Pubblicato, grazie a Johnny Depp, il romanzo postumo dell’autore del libro che ha ispirato Paura e delirio a Las Vegas: un lucido viaggio alcolico nel giornalismo caraibico, trasformato recentemente nel film The rum diary dal regista Bruce Robinson

Veduta del quartiere “la Perla” di San Juan

“Cioè… Io non ero lì quando è successo.
Ma se conosci un po’ Thompson questa storia è abbastanza credibile”

(Johnny Depp, al Late Show di David Letterman)

La semplice frase di Depp riportata in epigrafe basterebbe a recensire questo libro fino alla fine secoli. Purtroppo però mi hanno detto di inventarmi qualcosa, quindi vediamo di esplicitarla. Il punto, abbiamo detto, è che noi non c’eravamo. Nessuno di noi, presumo, è stato in quella San Juan (Puerto Rico) della fine degli anni ’50: in quei tempi in cui dio si stava per ricordare di quell’isola caraibica dal clima afoso, quel posto di cui fino a poco prima aveva dimenticato l’esistenza, ma che in quel preciso istante era già tornato a cercare sul mappamondo. E mentre dio la cercava affannosamente, i palazzinari erano già all’opera. Cominciavano a costruire Hotel di lusso e Lounge Bar per turisti americani dalla pelle flaccida e bianchiccia.

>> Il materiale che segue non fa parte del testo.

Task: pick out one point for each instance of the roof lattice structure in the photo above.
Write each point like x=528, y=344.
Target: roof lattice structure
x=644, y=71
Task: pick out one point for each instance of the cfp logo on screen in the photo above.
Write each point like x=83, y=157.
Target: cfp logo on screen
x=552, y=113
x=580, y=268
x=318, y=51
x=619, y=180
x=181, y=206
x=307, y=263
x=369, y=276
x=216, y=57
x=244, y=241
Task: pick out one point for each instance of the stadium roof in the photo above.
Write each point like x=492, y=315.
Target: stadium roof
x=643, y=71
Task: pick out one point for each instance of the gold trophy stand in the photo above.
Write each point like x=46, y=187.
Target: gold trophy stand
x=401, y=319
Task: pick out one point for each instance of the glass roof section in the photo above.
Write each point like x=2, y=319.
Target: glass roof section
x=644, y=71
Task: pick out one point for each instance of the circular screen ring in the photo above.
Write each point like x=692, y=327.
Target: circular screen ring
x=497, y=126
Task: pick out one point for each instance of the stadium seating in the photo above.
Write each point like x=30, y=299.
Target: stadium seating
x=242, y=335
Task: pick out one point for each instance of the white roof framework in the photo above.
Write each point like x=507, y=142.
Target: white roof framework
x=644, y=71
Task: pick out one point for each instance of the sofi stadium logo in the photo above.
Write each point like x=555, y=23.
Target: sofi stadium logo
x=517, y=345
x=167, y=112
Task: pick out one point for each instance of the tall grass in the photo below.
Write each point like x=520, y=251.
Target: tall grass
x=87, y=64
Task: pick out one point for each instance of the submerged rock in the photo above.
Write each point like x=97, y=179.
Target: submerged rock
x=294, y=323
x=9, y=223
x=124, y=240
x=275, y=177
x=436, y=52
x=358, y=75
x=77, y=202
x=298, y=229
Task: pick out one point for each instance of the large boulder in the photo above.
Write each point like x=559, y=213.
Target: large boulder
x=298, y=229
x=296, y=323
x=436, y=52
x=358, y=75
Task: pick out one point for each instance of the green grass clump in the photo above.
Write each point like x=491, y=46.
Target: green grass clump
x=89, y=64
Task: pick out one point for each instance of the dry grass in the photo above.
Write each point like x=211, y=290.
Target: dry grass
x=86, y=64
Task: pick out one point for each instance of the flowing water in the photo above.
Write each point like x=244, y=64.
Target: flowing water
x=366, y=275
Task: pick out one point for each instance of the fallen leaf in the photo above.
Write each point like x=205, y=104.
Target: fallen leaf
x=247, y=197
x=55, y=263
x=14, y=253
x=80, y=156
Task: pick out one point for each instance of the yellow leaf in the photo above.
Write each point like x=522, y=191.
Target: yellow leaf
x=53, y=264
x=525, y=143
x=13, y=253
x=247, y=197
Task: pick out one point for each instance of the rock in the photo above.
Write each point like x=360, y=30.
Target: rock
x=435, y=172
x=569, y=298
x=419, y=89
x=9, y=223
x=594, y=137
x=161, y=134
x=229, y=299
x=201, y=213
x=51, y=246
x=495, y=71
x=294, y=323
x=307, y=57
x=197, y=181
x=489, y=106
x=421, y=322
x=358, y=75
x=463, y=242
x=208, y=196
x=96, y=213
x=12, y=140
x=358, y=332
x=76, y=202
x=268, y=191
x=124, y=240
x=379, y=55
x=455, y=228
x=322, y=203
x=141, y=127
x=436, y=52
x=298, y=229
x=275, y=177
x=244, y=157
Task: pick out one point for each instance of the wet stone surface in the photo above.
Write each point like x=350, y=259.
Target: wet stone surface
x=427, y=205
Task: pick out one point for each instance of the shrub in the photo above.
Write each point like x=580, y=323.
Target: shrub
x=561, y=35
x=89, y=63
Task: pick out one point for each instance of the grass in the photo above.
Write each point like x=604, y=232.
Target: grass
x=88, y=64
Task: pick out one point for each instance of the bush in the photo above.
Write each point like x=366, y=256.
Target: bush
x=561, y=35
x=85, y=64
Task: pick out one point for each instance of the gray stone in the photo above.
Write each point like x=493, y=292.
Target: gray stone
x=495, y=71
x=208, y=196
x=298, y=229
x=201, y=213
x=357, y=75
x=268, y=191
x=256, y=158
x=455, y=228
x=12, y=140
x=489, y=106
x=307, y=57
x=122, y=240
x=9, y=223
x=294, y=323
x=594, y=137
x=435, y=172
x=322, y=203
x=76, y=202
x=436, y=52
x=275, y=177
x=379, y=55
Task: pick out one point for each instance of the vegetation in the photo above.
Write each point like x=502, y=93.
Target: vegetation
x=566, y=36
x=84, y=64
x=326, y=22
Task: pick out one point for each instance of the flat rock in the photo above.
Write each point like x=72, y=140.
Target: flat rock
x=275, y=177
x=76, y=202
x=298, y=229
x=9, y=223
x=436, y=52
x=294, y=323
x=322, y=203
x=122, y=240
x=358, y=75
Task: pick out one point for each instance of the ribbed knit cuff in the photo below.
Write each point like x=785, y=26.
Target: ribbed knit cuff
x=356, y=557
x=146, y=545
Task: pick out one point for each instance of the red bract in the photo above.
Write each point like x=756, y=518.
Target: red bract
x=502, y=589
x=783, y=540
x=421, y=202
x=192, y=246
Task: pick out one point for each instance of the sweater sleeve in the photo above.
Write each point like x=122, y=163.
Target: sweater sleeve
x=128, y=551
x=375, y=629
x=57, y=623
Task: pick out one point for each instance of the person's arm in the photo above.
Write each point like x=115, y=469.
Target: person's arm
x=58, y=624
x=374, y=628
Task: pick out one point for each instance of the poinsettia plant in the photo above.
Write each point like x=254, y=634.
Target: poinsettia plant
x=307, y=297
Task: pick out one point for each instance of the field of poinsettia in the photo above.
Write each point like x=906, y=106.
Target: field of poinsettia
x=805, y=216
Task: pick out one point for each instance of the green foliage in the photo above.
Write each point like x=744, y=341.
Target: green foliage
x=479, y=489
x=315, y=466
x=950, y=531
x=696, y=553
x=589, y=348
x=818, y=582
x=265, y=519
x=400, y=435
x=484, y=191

Noi non siamo stati lì è vero. Ma Thompson invece c’è stato. Ha raccontato dei colori, del movimento, dei suoni d’una città in cui il tempo non era ancora cominciato, ma stava per avere inizio. Un bravo giornalista dedito al fatto non avrebbe mai potuto narrare una storia del genere; per questo, come un vero fuoriclasse del giornalismo, il Dottor Gonzo è stato capace non solo di restituirci i fatti, ma anche di farci vivere – per un lampo, un baleno, 275 pagine che scorrono come una freccia dritta al bersaglio – la sua San Juan. Città composta come un puzzle disordinato, con i pezzi incastrati a suon di martellate e proprio i suoni, nell’ultima parte del romanzo-reportage, danno vita a uno pezzi letterariamente più alti dell’intera narrazione “I suoni di una notte di San Juan che si perdono attraverso la città negli strati di aria umida; suoni di vita e di movimento, gente che si prepara e gente che si arrende, il suono di chi spera e il suono di chi tiene duro e dietro a tutto questo il placido ticchettio mortale di migliaia di orologi” – e indovinate un po’– ” il suono solitario del tempo che passa in una lunga notte carabaica”. Proprio il tempo è l’altro grande tema del romanzo: nell’isola sembra bloccato, ma per i personaggi inesorabilmente passa, come quell’orologio all’apparenza completamente fermo – che Thompson dice di aver posseduto ai tempi del liceo – ma che in un sol colpo scattava di quattro o cinque minuti avanti. Né io, né voi, né Johnny Depp, né David Letterman eravamo lì. Ma Hunter S. Thompson c’è stato e ha cercato di portarci in quel luogo, in quel preciso ticchettare d’orologio che segnava uno scatto in avanti micidiale dell’ora.

Hunter S. Thompson

Da quelle parti, però, giravano degli strani personaggi. Dei giornalisti beoni, “avvinazzati”, come piaceva definirli al direttore Lotterman – proprietario di quel fogliaccio che era il “San Juan Daily News” – che forse era troppo severo con quella banda di scriteriati e fuori di testa.  Sono quelli che lo stesso scrittore americano definisce “giornalisti randagi”: alcuni di loro erano solo dei degenerati, altri dei degenerati con talento, ma tutti sicuramente diversi dal bravo giornalista dedito al fatto di cui sopra. Vagabondavano ai margini dell’industria della carta stampata, finivano per essere i corrispondenti ideali dai posti di cui dio si stava per ricordare. Nomadi per eccellenza, scrocconi per necessità, si accasavano momentaneamente in ogni paese in cui c’era un giornale in lingua inglese su cui scrivere. Vivevano, come scrive Thompson, nella costante tensione tra “un idealismo inquieto, da un lato, e l’incombere di un destino tragico dall’altro”. Da una parte attendevano l’Occasione, quella che avrebbe confermato che scalciando e sgomitando il loro istinto li avrebbe portati in cima. Dall’altra sedevano sull’orlo di un baratro, dondolandosi sulle due gambe del loro sgabello da bar, come bambini attratti dalla caduta all’indietro.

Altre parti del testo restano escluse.